Note: using Task.Wait is only appropriate in this case as it's Main. Usually this should be an async method and you should await the task returned from Task.WhenAny.

注意:使用的任务。在这种情况下,等待是适当的,因为它是主要的。通常这应该是一个异步方法,您应该等待从task返回的任务。

#2


0  

This is how I handled throttling or only allowing 10 items in the source block at any one time. You could modify this to have 1. Make sure that you also throttle any other blocks in the pipeline, otherwise, you could get the source block with 1 and the next block with a lot more.

这就是我处理节流的方式,或者一次只允许在源块中有10个项目。你可以把它修改成1。

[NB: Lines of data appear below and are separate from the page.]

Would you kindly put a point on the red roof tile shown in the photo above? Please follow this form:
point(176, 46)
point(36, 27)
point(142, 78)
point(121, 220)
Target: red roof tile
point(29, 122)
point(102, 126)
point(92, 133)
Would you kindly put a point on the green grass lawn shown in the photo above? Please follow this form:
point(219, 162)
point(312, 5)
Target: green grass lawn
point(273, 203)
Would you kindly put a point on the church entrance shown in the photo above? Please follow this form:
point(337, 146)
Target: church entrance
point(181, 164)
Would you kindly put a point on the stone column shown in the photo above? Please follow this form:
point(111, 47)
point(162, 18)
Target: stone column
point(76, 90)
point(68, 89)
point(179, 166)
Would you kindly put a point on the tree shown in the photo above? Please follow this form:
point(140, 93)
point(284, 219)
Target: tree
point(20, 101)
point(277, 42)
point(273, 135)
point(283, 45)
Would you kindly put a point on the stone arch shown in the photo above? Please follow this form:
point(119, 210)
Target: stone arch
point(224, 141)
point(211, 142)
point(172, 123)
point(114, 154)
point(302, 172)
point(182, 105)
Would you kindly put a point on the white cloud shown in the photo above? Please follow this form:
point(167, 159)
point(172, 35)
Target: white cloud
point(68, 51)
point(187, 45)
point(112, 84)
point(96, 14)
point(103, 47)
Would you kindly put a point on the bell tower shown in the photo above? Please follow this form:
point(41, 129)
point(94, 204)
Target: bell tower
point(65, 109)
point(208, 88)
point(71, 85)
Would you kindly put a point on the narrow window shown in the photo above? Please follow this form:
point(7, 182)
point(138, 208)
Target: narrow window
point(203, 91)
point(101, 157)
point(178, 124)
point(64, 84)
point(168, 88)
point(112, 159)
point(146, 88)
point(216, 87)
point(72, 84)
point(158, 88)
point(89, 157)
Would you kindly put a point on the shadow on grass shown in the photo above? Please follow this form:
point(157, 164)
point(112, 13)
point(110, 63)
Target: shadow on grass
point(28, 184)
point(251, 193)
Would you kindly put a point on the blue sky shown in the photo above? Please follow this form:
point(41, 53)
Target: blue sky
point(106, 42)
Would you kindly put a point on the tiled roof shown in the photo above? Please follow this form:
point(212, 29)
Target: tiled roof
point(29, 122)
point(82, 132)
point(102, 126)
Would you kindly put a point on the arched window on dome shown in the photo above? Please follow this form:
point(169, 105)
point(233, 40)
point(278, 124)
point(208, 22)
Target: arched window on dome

确保您也限制了管道中的任何其他块,否则,您可能会得到带有1的源块和带有更多块的下一个块。

var sourceBlock = new BufferBlock<string>(
    new ExecutionDataflowBlockOptions() { 
        SingleProducerConstrained = true, 
        BoundedCapacity = 10 });

Then the producer does this:

然后制作人这样做:

sourceBlock.SendAsync("value", shutdownToken).Wait(shutdownToken);

If you're using async / await, just await the SendAsync call.

如果您正在使用async / wait,只需等待SendAsync调用。